I’m very disappointed in the way things have gone, but I’m also not a Covid-19 shamer. I don’t really see that that works very well. In fact, one of the things that really struck me was in the middle of the Ebola epidemic — which was really quite frightening of course — there’s this daily experience washing over you where you’re thinking, “Oh my God, what’s going to happen? Oh, my God, what should we do?” I tried to maintain some of that in the book, to preserve honesty. We didn’t know what was going to happen. I remember hearing about some of these rather draconian rules around caregiving, funerals, shutdowns. I remember them being resurrected later in the course of that epidemic and thinking, how are people going to accept this?

What I saw and tried to describe toward the end was some people were relieved that they couldn’t help their family members. It wasn’t like anyone ever said to me, “Dr. Paul, I’m really relieved I don’t have to help my daughter bury my mother or whatever.” No one said that, but I was there long enough and I was close enough to some of these people, to be quite confident that that’s what I saw. That people were anguished, suffering so much, but they were also frightened and with reason.

In other words, what I’m saying is if someone said to me, “Okay, mask suggestion or mask mandate?” I’m going to go with a mandate, because humans are humans. I’m in the middle of helping run some of these responses [and I can forget] a mask. Everybody can forget. I’m just saying when it comes to some things, it’s better to legislate and demand.

We need to take care of each other more. These last few months have been discouraging because of all the conflict. There’s conflict every day about Covid-19. To politicize mask-wearing is such a loss, because this is really not a political act. And now we have to depoliticize it.
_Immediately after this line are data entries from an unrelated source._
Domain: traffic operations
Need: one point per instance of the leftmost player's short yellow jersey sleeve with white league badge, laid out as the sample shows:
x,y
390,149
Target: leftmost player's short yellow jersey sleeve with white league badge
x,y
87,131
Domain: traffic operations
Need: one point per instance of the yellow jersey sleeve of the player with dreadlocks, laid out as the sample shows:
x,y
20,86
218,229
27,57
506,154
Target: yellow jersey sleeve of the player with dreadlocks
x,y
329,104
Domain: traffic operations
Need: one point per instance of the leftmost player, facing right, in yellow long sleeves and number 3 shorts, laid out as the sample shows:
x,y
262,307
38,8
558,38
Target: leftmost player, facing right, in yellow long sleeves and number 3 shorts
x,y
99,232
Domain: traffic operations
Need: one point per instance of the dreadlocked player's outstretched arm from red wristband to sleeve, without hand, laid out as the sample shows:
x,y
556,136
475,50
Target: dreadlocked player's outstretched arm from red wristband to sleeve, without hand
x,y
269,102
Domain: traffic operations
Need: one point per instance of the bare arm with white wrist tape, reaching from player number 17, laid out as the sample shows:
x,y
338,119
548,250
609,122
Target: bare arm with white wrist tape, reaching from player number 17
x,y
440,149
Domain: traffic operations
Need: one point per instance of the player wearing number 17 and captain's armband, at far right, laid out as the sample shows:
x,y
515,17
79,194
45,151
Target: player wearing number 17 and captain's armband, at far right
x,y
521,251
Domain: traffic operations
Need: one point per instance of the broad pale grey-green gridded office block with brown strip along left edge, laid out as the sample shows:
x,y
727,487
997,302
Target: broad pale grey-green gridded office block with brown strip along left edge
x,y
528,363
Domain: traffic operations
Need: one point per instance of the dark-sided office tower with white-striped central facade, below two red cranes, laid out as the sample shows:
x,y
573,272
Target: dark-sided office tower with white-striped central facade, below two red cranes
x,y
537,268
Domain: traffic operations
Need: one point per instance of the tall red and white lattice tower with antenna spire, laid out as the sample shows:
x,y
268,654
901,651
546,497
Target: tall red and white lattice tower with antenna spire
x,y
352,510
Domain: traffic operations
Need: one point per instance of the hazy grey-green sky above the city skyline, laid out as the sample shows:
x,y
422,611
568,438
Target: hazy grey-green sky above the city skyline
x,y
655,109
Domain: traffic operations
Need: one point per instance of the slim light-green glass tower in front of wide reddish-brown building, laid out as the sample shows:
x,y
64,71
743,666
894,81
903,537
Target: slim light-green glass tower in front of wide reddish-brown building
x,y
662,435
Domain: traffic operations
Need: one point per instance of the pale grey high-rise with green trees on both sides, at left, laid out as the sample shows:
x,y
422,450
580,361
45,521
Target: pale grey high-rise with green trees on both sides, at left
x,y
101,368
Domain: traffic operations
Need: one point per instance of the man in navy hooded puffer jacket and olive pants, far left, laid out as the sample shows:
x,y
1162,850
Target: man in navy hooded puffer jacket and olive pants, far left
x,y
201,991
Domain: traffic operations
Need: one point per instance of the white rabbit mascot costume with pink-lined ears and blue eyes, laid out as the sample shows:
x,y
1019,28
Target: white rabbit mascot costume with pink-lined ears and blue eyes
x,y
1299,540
I’m talking to you at a particularly hard point in this pandemic. I’m curious, as someone who has been present for multiple pandemics up close and who has seen the ups and downs, what advice do you have for people who are really feeling at a loss right now?

I’ll tell you the advice that I give to contact tracers. What I tell them again and again is that the message we need to have for each other and for the strangers we call on the phone has to be, “We got you.” It may sound like a platitude or pedestrian, but it’s not a platitude to say “We got you. We’re here to look out for each other.” In the United States there’s been so much division, but also so much solidarity. After I turned in the book there was the murder of George Floyd. There was a great deal and remains a great deal of solidarity. It’s the popular expression that it is not okay, that we have to change, that we have to be better.

Maybe I just need to be an optimist to do this kind of work. But I really do think that as much of a cliché as it is, that the arc of history is long, but it does bend towards justice. And sometimes we have to really, really push hard to make sure that arc bends more quickly. And I think that’s where we are as a nation.